What to Do When the Market is in a Correction Mode

There is no need to be in the market all the time. There are times to be aggressive, there are times to protect your capital. Unlike in sport, in the market the best defense is not offence.

Watch and wait for that fat pitch to come. It always does. If you are a swing trader, I guarantee you that the market will provide at least one great opportunity every week. How do you recognize it in advance? You don’t. Even when all your requirements align in space and time, there will be false signals. You will be wrong at least half of the time. Being wrong is not a choice. Staying wrong is. In the words of Ed Seykota: “If you don’t learn to take small losses, sooner of later you will have to take the mother of all losses”.
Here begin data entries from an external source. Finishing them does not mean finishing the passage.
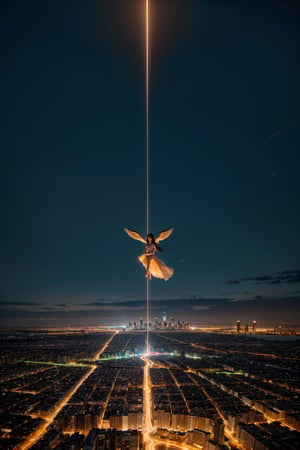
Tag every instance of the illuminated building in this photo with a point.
(219, 431)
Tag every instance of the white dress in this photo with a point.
(155, 266)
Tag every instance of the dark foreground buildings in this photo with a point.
(83, 390)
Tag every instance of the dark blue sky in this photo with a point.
(224, 157)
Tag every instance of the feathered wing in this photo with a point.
(164, 234)
(135, 235)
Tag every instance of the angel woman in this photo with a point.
(154, 266)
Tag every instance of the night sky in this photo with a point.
(224, 160)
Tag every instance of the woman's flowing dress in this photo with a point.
(155, 266)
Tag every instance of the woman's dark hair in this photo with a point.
(153, 240)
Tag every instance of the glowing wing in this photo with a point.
(135, 235)
(164, 234)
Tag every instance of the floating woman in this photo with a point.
(154, 266)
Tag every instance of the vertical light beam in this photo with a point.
(147, 157)
(147, 112)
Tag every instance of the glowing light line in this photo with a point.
(147, 159)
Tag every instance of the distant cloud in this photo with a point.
(193, 309)
(286, 276)
(18, 303)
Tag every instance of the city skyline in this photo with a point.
(224, 140)
(164, 389)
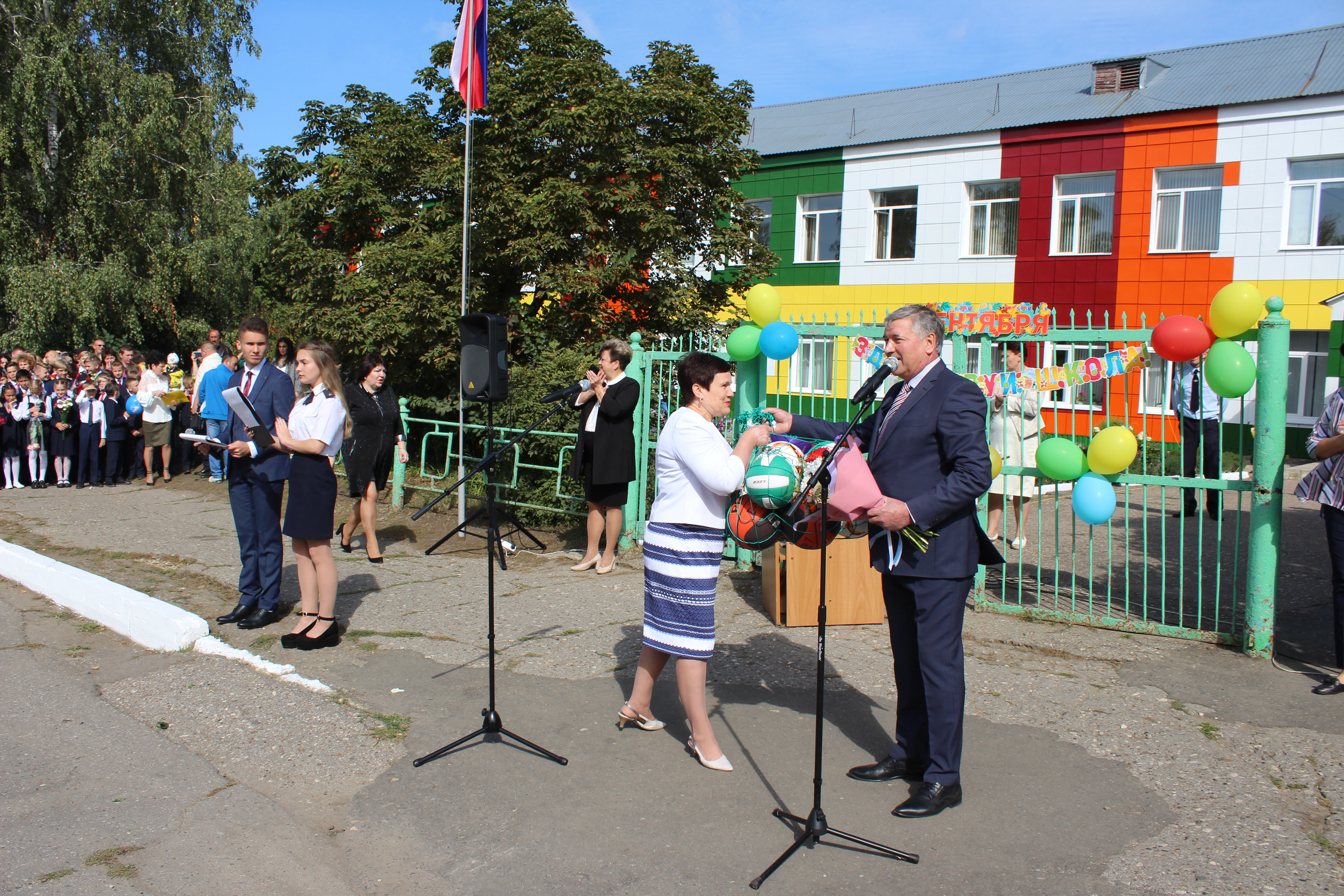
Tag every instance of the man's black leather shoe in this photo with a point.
(888, 769)
(929, 800)
(263, 619)
(237, 614)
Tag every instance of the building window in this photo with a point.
(1189, 209)
(762, 229)
(1316, 203)
(1085, 214)
(822, 228)
(994, 218)
(1308, 355)
(894, 222)
(810, 370)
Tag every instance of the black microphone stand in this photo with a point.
(815, 827)
(492, 723)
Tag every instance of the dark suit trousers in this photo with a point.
(925, 620)
(1201, 437)
(261, 547)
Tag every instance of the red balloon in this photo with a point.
(1182, 338)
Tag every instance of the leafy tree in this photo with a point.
(124, 209)
(601, 203)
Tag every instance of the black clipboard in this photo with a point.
(240, 405)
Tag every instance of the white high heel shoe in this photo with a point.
(718, 765)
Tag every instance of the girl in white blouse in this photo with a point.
(312, 436)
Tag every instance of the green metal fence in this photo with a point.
(1150, 569)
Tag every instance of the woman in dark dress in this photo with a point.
(377, 433)
(604, 459)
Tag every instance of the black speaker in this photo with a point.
(484, 358)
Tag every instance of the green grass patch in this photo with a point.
(389, 726)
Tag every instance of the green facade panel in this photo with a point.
(783, 179)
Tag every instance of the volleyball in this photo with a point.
(772, 480)
(752, 526)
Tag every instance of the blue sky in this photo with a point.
(788, 49)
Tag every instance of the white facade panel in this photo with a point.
(940, 167)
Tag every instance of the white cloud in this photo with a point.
(586, 23)
(441, 30)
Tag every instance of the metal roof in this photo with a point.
(1301, 64)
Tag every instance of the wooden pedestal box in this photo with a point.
(791, 578)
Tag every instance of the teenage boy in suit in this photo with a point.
(257, 480)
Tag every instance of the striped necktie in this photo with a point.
(886, 421)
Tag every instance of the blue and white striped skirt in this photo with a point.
(681, 576)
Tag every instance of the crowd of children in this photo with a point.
(79, 420)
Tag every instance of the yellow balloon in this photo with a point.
(764, 304)
(1112, 451)
(1236, 310)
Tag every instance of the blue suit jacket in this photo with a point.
(273, 395)
(935, 457)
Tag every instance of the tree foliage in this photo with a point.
(603, 202)
(124, 209)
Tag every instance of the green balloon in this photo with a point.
(1061, 460)
(744, 343)
(1230, 370)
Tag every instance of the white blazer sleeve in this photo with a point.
(701, 449)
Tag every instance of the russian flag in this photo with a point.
(470, 58)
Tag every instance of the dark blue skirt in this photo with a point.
(312, 499)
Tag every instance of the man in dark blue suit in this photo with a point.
(928, 451)
(257, 480)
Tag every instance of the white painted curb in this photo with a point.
(148, 621)
(213, 645)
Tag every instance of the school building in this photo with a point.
(1119, 188)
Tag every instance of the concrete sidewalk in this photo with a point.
(1089, 768)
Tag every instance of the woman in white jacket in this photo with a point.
(683, 547)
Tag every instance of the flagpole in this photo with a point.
(467, 232)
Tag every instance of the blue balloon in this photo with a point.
(1095, 499)
(779, 342)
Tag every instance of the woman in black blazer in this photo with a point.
(605, 454)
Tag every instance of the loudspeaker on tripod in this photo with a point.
(484, 358)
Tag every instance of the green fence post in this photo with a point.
(634, 528)
(398, 468)
(1266, 480)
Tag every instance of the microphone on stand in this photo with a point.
(869, 389)
(561, 394)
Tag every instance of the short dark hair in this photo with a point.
(698, 369)
(372, 361)
(620, 350)
(253, 326)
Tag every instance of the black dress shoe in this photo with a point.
(1330, 686)
(929, 800)
(263, 619)
(237, 614)
(888, 769)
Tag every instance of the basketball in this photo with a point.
(752, 526)
(772, 480)
(810, 535)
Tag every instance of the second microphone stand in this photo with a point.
(815, 827)
(491, 725)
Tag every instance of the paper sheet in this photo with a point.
(245, 412)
Sharp declines are often followed by short-term bounces. This doesn’t mean that you should try to pick bottoms. Even if you manage to properly time your entry, the potential reward of knife catching often does not justify the risk taken. The opportunity cost in terms of potential aggravation and loss of confidence is too high. Multiple consecutive losses, even when small, will frustrate you and blind you for other opportunities that are always around the corner.

During market declines, most stocks correct through price. I prefer to pay attention to those that correct through time (go sideways) and make new 52-week highs. It makes more sense to focus on the stocks that hold the best and buy them as they break out from their recent consolidation.

Granted there are different methods and if bottom picking is your thing, go for it. You can do anything as long as you know how to manage risk.